The United States is dramatically reshaping its approach to global health aid, shifting away from traditional grants and instead tying billions of dollars in funding to commitments from recipient governments. This move, spearheaded by the State Department, aims to replace the long-standing system previously managed by the U.S. Agency for International Development (USAID).
New Agreements, Reduced Funding
Over the past month, the US has secured deals with 16 African nations, pledging over $11 billion in health assistance for the next five years. Negotiations are ongoing with dozens more countries across Asia and Latin America. However, these commitments represent a significant reduction in overall funding compared to pre-Trump administration levels.
An analysis by Partners in Health reveals steep cuts:
– Rwanda faces a 69% reduction
– Madagascar: 61% decrease
– Liberia: 42% less aid
– Eswatini (where 25% of adults live with HIV): 34% funding drop
A Shift in Power Dynamics?
While the cuts are substantial, some African governments and analysts view this as a positive development. The new framework could increase country ownership over health programs, reducing reliance on external aid. Others criticize the deals as exploitative, arguing they were negotiated from a position of power imbalance and impose unrealistic conditions.
The US strategy explicitly prioritizes spending that benefits American interests—making the US “safer and more prosperous.” This is exemplified in stalled negotiations with Zambia, where Washington seeks access to the country’s mineral wealth in exchange for continued funding for its critical HIV treatment program. This deal would slash Zambian health funding by over 50%.

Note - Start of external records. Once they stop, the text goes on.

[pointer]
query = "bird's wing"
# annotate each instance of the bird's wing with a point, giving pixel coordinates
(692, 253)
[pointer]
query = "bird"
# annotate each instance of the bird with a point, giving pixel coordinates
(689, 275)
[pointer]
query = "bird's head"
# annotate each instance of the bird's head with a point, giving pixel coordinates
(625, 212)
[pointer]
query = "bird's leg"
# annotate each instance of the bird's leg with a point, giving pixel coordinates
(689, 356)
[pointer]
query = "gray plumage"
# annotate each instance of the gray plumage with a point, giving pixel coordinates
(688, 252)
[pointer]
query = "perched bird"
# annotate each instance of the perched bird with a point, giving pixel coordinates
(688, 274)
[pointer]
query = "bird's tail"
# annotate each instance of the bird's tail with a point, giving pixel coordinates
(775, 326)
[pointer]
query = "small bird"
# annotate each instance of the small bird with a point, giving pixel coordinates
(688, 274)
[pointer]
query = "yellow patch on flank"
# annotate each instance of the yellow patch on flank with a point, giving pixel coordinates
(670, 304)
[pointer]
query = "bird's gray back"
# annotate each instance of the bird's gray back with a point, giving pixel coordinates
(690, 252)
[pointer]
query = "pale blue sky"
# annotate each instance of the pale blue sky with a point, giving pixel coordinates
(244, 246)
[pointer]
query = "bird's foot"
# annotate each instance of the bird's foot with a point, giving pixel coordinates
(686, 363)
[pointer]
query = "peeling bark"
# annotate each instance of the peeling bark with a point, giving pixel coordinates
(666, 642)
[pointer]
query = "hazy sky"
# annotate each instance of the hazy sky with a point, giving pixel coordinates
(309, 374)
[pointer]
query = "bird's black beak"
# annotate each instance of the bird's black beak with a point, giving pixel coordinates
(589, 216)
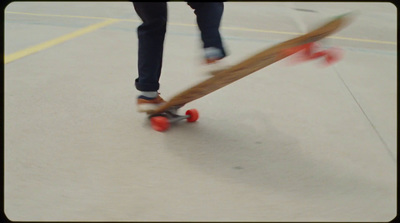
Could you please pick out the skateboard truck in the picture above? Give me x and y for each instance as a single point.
(162, 121)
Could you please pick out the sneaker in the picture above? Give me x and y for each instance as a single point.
(145, 104)
(212, 55)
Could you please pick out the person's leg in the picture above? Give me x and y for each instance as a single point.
(151, 35)
(209, 15)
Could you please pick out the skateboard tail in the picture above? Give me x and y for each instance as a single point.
(257, 62)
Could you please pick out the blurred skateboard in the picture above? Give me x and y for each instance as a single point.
(167, 113)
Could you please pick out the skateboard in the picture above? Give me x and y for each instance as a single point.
(166, 114)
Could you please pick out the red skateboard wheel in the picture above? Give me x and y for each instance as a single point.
(194, 115)
(159, 123)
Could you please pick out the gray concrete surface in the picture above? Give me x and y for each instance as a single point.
(288, 143)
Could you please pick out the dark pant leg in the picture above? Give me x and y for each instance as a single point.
(209, 15)
(151, 35)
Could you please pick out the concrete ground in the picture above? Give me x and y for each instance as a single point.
(287, 143)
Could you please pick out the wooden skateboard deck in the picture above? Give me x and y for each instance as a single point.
(252, 64)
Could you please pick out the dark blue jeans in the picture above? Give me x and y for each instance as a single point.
(151, 35)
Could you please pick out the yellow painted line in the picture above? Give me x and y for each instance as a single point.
(34, 49)
(109, 21)
(62, 16)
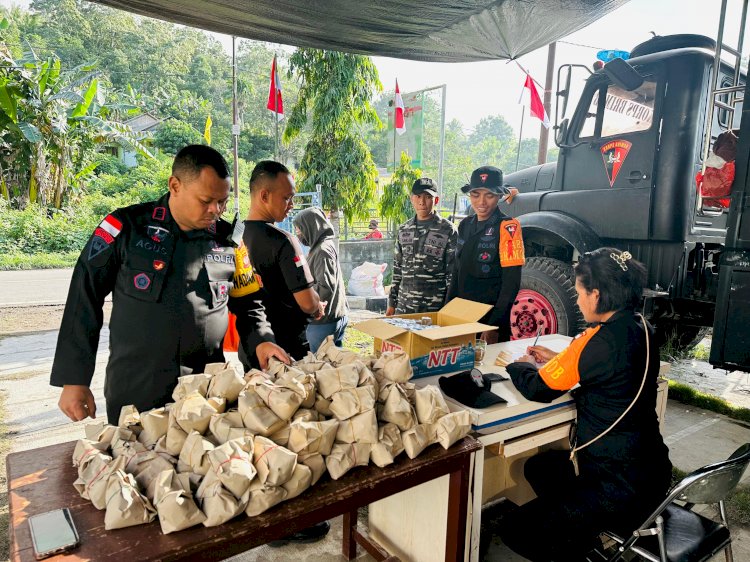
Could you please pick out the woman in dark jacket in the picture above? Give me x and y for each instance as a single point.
(316, 231)
(611, 370)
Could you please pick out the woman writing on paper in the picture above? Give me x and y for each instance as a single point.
(611, 369)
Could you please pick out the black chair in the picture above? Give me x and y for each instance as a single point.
(675, 533)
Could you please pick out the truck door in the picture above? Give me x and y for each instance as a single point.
(610, 155)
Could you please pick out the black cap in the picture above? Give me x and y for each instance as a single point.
(486, 177)
(462, 387)
(424, 185)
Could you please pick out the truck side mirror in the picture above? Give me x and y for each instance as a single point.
(621, 72)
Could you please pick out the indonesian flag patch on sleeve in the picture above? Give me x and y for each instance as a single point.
(511, 244)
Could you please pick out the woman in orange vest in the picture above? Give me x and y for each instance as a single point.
(619, 469)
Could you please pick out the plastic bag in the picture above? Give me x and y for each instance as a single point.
(367, 280)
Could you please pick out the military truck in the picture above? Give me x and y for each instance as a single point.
(626, 177)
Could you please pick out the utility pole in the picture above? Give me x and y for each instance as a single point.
(544, 132)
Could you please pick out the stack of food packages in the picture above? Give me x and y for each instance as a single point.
(230, 443)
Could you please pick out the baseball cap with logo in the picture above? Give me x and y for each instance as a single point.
(486, 177)
(424, 185)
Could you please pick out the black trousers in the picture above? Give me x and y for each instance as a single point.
(564, 521)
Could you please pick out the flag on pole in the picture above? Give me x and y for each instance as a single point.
(275, 103)
(530, 98)
(207, 130)
(399, 113)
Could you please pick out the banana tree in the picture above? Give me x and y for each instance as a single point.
(50, 123)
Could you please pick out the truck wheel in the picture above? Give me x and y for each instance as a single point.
(547, 300)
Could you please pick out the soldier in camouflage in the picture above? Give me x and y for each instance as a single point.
(423, 262)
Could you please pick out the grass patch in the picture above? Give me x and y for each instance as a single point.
(17, 260)
(358, 341)
(688, 395)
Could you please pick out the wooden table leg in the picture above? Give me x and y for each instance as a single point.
(348, 544)
(458, 501)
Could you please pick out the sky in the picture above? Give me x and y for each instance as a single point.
(502, 81)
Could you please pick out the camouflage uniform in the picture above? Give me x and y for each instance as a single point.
(422, 265)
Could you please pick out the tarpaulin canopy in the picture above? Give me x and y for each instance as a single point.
(427, 30)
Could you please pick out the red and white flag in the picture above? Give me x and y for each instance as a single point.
(530, 98)
(275, 103)
(400, 122)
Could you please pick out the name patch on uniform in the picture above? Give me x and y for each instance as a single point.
(151, 247)
(142, 281)
(157, 233)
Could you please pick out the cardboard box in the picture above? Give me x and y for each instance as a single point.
(434, 351)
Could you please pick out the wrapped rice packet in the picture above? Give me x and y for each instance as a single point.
(352, 401)
(306, 438)
(418, 439)
(274, 463)
(125, 505)
(191, 383)
(284, 396)
(194, 454)
(217, 503)
(430, 404)
(316, 463)
(256, 416)
(130, 419)
(175, 438)
(227, 383)
(323, 406)
(305, 414)
(145, 468)
(174, 503)
(216, 368)
(263, 497)
(331, 381)
(100, 432)
(224, 427)
(155, 424)
(92, 478)
(394, 366)
(397, 408)
(232, 463)
(85, 448)
(300, 481)
(388, 447)
(193, 413)
(344, 457)
(362, 428)
(452, 427)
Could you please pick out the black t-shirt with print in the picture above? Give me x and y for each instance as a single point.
(278, 260)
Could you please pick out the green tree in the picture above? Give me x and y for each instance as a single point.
(172, 135)
(395, 204)
(336, 89)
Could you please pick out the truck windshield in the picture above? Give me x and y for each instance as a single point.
(623, 111)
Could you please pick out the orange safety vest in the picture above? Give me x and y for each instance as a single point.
(561, 372)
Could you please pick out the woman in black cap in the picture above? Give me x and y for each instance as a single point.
(622, 462)
(489, 253)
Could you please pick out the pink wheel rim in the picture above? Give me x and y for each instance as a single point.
(530, 312)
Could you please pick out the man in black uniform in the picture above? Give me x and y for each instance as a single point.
(287, 284)
(169, 265)
(277, 259)
(489, 253)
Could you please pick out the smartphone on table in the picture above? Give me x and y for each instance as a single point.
(53, 532)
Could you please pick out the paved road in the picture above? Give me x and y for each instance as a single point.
(37, 286)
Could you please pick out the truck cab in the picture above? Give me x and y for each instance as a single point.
(626, 177)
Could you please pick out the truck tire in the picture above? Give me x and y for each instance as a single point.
(546, 300)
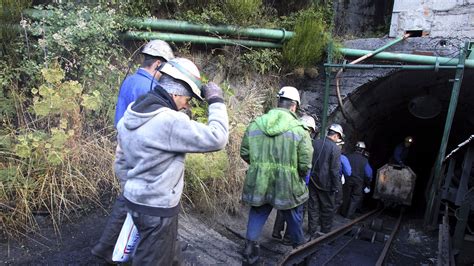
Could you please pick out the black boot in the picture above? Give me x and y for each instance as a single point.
(104, 252)
(251, 253)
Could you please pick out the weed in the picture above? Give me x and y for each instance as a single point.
(307, 47)
(262, 61)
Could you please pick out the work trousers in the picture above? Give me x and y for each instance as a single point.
(320, 209)
(259, 215)
(114, 223)
(158, 240)
(279, 225)
(338, 199)
(352, 196)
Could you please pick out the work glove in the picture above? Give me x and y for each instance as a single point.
(306, 178)
(212, 93)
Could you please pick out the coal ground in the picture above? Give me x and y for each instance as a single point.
(209, 241)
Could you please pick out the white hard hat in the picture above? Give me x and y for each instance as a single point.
(309, 121)
(360, 144)
(290, 93)
(158, 48)
(185, 70)
(337, 128)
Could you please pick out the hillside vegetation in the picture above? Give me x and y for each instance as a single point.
(59, 79)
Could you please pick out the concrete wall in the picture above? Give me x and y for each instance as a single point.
(353, 81)
(436, 18)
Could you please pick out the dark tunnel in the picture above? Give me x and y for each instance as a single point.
(408, 103)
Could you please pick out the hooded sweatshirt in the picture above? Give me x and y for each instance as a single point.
(278, 149)
(153, 140)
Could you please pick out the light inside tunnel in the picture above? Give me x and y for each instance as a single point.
(380, 115)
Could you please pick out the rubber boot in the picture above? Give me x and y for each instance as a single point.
(251, 253)
(351, 210)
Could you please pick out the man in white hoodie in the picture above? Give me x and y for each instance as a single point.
(154, 137)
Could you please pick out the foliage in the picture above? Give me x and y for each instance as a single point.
(202, 171)
(237, 12)
(262, 61)
(56, 91)
(10, 15)
(307, 47)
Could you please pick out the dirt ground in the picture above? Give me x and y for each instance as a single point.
(210, 241)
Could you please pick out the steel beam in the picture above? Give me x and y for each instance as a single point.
(429, 218)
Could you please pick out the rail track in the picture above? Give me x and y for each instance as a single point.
(365, 240)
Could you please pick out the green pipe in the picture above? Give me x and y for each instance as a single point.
(429, 220)
(183, 26)
(410, 58)
(403, 67)
(322, 132)
(176, 37)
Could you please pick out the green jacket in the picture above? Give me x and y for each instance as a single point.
(279, 151)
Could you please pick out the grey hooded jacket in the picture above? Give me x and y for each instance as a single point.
(151, 152)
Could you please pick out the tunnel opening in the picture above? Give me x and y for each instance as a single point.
(380, 113)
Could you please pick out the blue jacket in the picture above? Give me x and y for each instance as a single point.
(346, 169)
(400, 153)
(132, 87)
(360, 166)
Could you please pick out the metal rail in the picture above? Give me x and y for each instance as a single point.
(303, 252)
(389, 241)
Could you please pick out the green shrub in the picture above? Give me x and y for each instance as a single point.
(262, 61)
(308, 45)
(203, 172)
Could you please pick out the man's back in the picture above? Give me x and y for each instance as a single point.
(326, 164)
(358, 163)
(278, 149)
(132, 87)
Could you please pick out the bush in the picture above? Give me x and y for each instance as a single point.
(57, 92)
(307, 47)
(262, 61)
(52, 169)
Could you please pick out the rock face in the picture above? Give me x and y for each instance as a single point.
(436, 18)
(361, 17)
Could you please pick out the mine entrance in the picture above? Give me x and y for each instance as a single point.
(408, 103)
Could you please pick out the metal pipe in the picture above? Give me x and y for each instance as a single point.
(176, 37)
(409, 58)
(183, 26)
(322, 132)
(279, 35)
(429, 220)
(402, 67)
(360, 59)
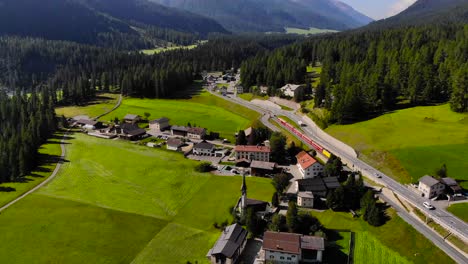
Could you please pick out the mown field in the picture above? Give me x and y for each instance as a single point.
(48, 157)
(102, 104)
(204, 109)
(460, 210)
(116, 202)
(410, 143)
(396, 240)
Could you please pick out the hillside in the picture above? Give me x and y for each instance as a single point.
(427, 12)
(274, 15)
(96, 21)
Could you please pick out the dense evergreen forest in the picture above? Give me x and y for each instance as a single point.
(368, 73)
(25, 124)
(78, 71)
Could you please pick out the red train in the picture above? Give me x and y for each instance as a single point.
(304, 137)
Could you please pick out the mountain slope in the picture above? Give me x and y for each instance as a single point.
(274, 15)
(87, 21)
(427, 12)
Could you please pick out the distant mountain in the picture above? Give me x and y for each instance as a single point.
(274, 15)
(428, 12)
(86, 21)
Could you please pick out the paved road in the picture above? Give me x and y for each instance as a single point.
(440, 216)
(51, 177)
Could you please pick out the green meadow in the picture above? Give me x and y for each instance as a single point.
(117, 202)
(204, 110)
(394, 242)
(101, 104)
(408, 144)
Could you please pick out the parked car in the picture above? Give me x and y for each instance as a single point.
(428, 205)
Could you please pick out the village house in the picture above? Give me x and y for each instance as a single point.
(308, 166)
(196, 133)
(430, 187)
(289, 89)
(262, 168)
(174, 144)
(160, 124)
(204, 148)
(305, 199)
(180, 131)
(229, 245)
(292, 248)
(130, 131)
(89, 124)
(452, 185)
(132, 119)
(260, 153)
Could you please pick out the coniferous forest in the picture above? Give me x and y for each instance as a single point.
(370, 72)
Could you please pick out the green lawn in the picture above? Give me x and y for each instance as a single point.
(396, 239)
(205, 110)
(48, 155)
(411, 143)
(460, 210)
(310, 31)
(102, 104)
(117, 202)
(41, 229)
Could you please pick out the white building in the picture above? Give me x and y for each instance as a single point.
(430, 187)
(308, 166)
(289, 89)
(305, 199)
(260, 153)
(160, 124)
(288, 248)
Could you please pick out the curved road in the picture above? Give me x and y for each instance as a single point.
(440, 216)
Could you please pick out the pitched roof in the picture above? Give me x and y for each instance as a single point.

A “Reimagining” of Foreign Aid
According to Jeremy Lewin, acting under secretary of state, these agreements mark the first phase of a complete overhaul of the existing foreign aid system, which he describes as “failing and dysfunctional.”
This approach raises questions about the long-term impact on public health, especially in countries heavily dependent on U.S. aid. The restructuring prioritizes strategic leverage over humanitarian needs, potentially undermining decades of progress in disease control and healthcare access. The new system will likely force recipient nations to balance health priorities against political and economic concessions to the United States.